In search of an alternative
When running became more and more difficult for me, I began searching for an alternative, but replacing running is tough. I experimented with a few different classes at the gym, joined a boot-camp group and tried a few different video workouts. Just when I decided to figure out a way to manage my knee pain so that I could keep running, a yoga studio opened up in my neighborhood, and I decided to give it a try.
Socks and yoga don’t mix
I knew nothing about yoga when I walked in that door.

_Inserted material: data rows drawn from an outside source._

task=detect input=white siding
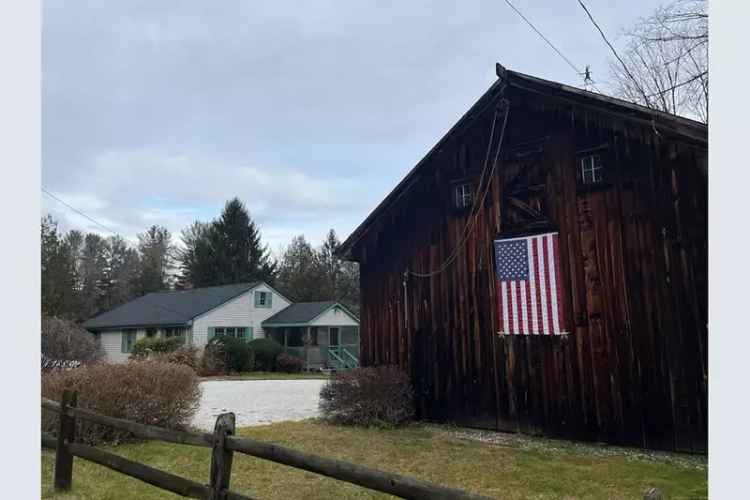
[193,284,289,347]
[310,307,359,326]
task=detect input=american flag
[495,233,566,335]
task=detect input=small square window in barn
[580,154,604,184]
[454,182,474,209]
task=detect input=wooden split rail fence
[42,391,488,500]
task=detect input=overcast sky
[42,0,662,251]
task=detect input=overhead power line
[42,187,197,316]
[580,0,651,108]
[42,187,119,236]
[505,0,601,93]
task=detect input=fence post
[55,389,78,491]
[208,413,235,500]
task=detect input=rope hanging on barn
[404,99,510,280]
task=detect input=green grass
[201,372,330,381]
[42,421,708,500]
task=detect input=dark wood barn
[339,65,708,452]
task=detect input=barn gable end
[341,63,708,452]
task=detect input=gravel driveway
[193,380,326,431]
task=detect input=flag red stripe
[531,238,544,334]
[505,281,515,333]
[495,280,507,333]
[542,236,555,335]
[516,281,526,335]
[526,268,534,335]
[552,234,565,331]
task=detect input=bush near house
[130,345,201,373]
[320,366,414,427]
[41,317,102,363]
[42,360,201,444]
[276,352,305,373]
[248,338,284,372]
[130,337,185,359]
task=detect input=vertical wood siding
[353,91,708,452]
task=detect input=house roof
[263,300,357,326]
[336,64,708,259]
[83,281,263,330]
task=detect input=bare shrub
[42,317,102,363]
[320,366,414,427]
[42,360,201,444]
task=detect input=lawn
[201,372,330,381]
[42,421,708,499]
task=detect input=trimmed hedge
[203,335,255,373]
[42,360,201,444]
[319,366,414,427]
[248,338,284,372]
[276,352,305,373]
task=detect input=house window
[164,326,185,338]
[454,182,474,209]
[580,155,604,184]
[255,291,272,308]
[214,326,247,339]
[120,330,138,353]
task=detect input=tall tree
[610,0,708,123]
[278,229,359,313]
[77,233,109,321]
[175,221,210,290]
[99,236,140,311]
[41,215,76,318]
[136,225,175,295]
[181,198,276,287]
[277,235,324,302]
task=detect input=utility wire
[580,0,651,108]
[42,187,119,236]
[404,101,510,282]
[505,0,601,94]
[42,187,206,317]
[648,71,708,97]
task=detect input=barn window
[454,182,474,209]
[580,154,604,184]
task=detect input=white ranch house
[83,281,359,369]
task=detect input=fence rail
[42,391,496,500]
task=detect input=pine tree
[136,225,175,295]
[277,235,324,302]
[180,198,276,287]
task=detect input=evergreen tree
[277,235,324,302]
[41,215,76,318]
[181,198,276,287]
[175,221,210,290]
[136,225,175,295]
[99,236,140,311]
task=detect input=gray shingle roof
[83,281,262,330]
[263,300,338,326]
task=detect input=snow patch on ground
[192,380,326,431]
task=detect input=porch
[264,325,359,370]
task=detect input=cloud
[42,0,658,248]
[46,150,367,250]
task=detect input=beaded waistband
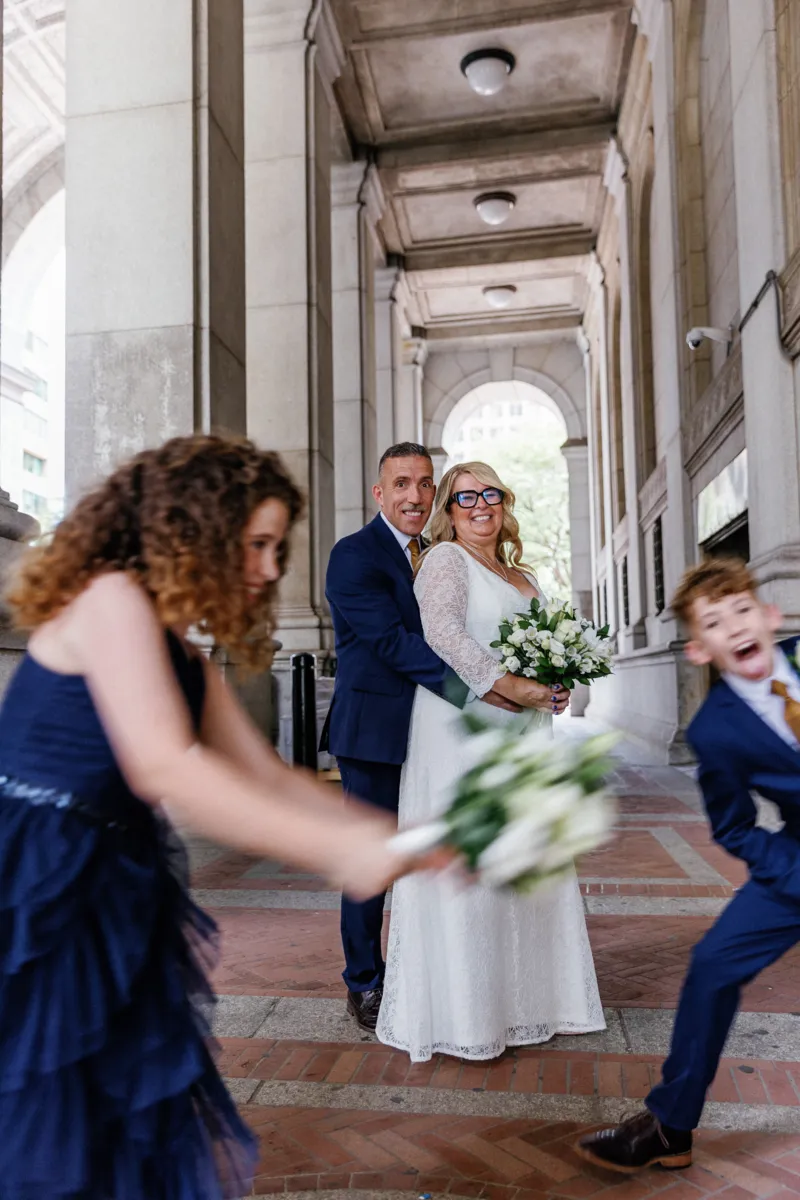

I had no mat, no towel, no water. Fortunately, the instructor was patient and the class wasn’t too crowded, which limited my embarrassment. Well, that is until I slipped in my socks and did a face plant. Lesson learned — socks and yoga don’t mix. With my cheek pressed against the floor, I noticed that everyone else in the class had bare feet securely stuck to their mat. I quickly slipped off my socks and returned to my downward dog. Whew! Crisis diverted.
My first class was hard... really hard. I was not prepared for the amount of sweat I produced. While it took a while to get used to it, it felt so good to purge the toxins. I've been introduced to many different yoga styles over my eight-year journey. The variety is one of the best aspects of the practice. There truly is a style for everyone. I've settled into my favorite, a challenging version called Ashtanga that focuses on breath and fluid movement. After five years of practicing, my body and my mind are officially addicted.
If you haven't tried yoga yet because you're intimidated, don't be! Here are some of the lessons I've learned over the years:
- Invest in a quality mat and wash it often.
- Wear comfortable clothes.
- Use the mirror to adjust your postures, not to criticize your body.
- Experiment with different styles.
- Ask your instructor questions after class.
- Bring a small towel to wipe your sweat (if in a heated class) and plenty of water.
- Listen to your body. Some days should be challenging, others restorative.
- Don't underestimate the power of your breath.